Hacker News new | ask | show | jobs
by Immortal333 2147 days ago
This is great. This is already better that FLANN (by facebook), Annoy (by spotify). https://github.com/erikbern/ann-benchmarks#evaluated

Still, We are very far away from creating reverse video search engine. Also, Most of these techniques are in-memory not on disk.

I am really interested in making reverse video search engine.

5 comments

Not quite the same thing, but videogrep https://github.com/antiboredom/videogrep works along, audio -> ASR -> timed transcript -> text search, lines.
I'm working on an ANN plugin for Elasticsearch. All data is stored on disk, you automatically get horizontal/distributed scaling handled by ES, and you can combine ANN queries with Elasticsearch queries. http://elastiknn.klibisz.com/

It's currently not as fast as the in-memory alternatives. Though it's not a perfect apples/apples comparison. Data is stored on disk, it's a JVM implementation rather than C/C++, and it's optimized for single queries rather than bulk.

YSK that ANN is already in the process of being added to Lucene:

https://github.com/elastic/elasticsearch/issues/42326

A different implementation is already in OpenDistro for Elasticsearch:

https://opendistro.github.io/for-elasticsearch-docs/docs/knn...

Yep, I'm aware.

The Lucene implementation seems early and slow-moving. Seems they are trying to create new storage formats and use graph-based search methods. OpenDistro wrapped a C++ binary that also uses a graph-based method. It works quite well, but only for L2 similarity and comes with the operational burden of running a rather large sidecar process completely disjoint from the JVM.

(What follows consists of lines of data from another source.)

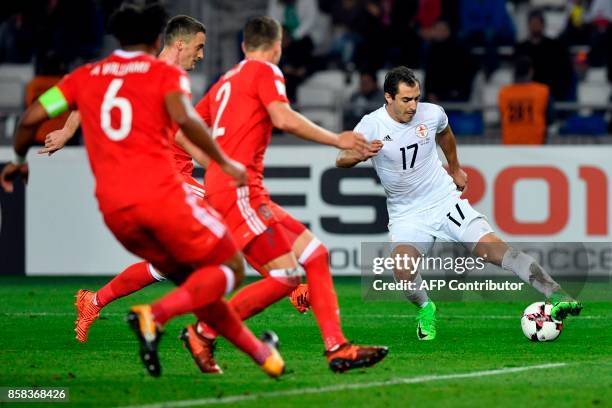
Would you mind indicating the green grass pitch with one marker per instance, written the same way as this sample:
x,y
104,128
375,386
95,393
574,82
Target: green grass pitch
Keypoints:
x,y
37,348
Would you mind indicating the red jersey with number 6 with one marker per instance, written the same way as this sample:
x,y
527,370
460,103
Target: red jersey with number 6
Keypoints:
x,y
235,109
126,125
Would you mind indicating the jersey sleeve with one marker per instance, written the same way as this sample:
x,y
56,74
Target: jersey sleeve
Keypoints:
x,y
271,85
203,109
366,128
442,120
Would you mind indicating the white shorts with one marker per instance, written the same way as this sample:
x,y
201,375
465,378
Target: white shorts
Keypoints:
x,y
453,220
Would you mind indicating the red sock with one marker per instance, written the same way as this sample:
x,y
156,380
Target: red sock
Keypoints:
x,y
226,321
323,299
203,287
251,300
132,279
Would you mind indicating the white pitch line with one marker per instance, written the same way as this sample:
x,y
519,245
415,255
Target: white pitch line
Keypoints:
x,y
343,387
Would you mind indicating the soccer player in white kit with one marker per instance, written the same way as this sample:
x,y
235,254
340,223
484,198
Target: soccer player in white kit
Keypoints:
x,y
424,200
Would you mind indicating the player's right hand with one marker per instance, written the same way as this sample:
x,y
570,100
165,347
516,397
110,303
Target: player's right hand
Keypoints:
x,y
236,170
353,141
10,171
54,141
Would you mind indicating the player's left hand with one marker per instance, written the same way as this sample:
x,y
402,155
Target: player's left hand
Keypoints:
x,y
10,172
460,178
353,141
236,170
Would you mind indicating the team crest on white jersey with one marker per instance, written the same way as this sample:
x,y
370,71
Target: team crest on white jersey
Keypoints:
x,y
421,131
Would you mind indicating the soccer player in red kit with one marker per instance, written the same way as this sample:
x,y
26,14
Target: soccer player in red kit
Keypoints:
x,y
127,103
242,108
184,40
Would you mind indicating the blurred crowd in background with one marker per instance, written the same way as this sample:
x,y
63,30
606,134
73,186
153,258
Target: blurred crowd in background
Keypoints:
x,y
457,47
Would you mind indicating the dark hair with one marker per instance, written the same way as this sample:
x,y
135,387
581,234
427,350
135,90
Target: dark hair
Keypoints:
x,y
522,66
261,32
182,26
397,75
132,24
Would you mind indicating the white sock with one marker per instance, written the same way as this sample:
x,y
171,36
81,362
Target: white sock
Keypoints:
x,y
418,297
531,272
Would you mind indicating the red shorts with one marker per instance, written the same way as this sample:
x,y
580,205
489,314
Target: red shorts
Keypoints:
x,y
254,226
196,187
175,233
292,227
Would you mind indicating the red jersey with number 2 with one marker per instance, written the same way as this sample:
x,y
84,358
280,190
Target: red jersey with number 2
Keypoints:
x,y
126,125
235,109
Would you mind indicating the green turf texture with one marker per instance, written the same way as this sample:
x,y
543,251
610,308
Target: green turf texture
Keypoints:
x,y
37,348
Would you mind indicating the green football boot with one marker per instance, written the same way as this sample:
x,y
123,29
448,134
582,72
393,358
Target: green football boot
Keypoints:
x,y
426,318
563,306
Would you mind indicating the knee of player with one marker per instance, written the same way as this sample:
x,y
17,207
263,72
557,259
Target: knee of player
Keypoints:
x,y
236,264
290,277
314,250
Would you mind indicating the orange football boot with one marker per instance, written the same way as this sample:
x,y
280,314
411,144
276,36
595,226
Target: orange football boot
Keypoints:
x,y
299,298
349,356
87,313
201,350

The approach I've taken is to support five similarity functions (L1, L2, Angular, Jaccard, Hamming), support sparse and dense vectors, implement everything inside the JVM with no sidecar processes and no changes to Lucene, and to use hashing-based search methods (i.e. LSH). IMO the last point has a clear advantage over using graph-based methods, because the hashes are treated just like regular text tokens which is clearly the optimal access pattern in ES/Lucene. Of course it will likely lose to a C++ implementation in terms of raw speed because it's the JVM, but IMO that matters less than making the plugin trivial to run and scale.

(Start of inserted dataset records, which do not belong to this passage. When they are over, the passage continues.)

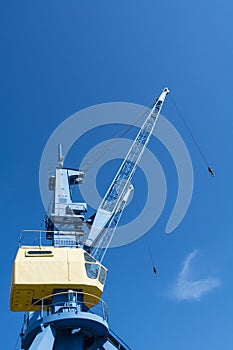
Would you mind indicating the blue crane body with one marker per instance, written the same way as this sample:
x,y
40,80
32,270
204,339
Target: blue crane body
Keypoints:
x,y
58,282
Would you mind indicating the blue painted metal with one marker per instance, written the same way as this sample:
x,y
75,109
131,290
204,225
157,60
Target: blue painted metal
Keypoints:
x,y
44,339
66,323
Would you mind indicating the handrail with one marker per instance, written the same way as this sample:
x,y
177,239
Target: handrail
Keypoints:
x,y
104,306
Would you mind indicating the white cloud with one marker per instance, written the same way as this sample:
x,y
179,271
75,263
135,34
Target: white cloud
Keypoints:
x,y
186,288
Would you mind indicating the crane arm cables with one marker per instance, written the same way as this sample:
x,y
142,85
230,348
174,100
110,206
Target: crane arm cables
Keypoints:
x,y
118,189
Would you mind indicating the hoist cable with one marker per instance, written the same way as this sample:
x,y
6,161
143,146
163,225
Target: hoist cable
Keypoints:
x,y
147,243
192,136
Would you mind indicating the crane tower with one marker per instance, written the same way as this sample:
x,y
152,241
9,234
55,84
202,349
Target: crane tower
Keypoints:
x,y
58,279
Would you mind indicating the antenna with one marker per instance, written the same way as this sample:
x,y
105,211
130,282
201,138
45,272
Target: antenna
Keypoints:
x,y
60,156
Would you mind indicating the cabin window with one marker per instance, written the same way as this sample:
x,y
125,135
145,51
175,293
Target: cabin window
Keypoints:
x,y
92,270
39,253
89,258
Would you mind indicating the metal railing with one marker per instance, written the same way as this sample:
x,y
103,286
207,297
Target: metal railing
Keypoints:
x,y
75,302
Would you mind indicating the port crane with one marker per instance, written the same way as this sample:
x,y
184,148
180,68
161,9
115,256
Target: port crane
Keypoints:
x,y
58,282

I don't think there's a definitively better approach yet. It's an interesting problem and it'll be interesting to see what ends up working well.

MPEG-7 has been working on this for decades. ffmpeg has an implementation you can use: https://ffmpeg.org/ffmpeg-all.html#signature-1 While this does pairwise comparisons, it should be possible to simply index the resulting fingerprints using lucene and perform inverted index search - this should scale much better than this technique mentioned.
How would a reverse video search engine work? You give it a clip and it shows you which longer clips it is in?
I would imagine it using a Shazam-like algorithm, only for downsampled video and not just the audio.

A decade ago there was some hobby implementations of these algorithms that got cease and desist letters form Shazam and that was all over HN.

https://m.youtube.com/watch?v=8Dj0rekeM7g

Yes, Exactly same as you described.
Could you take (embeddings of) frames from your query video and measure the pairwise similarity to frames from the reference videos, then rank by some summary function of that list of similarity scores?

What are the bottlenecks besides performance?

FLANN was developed at UBC. You meant FAISS.
Yes, FAISS not FLANN. my mistake. cann't correct it now. because edit time is gone.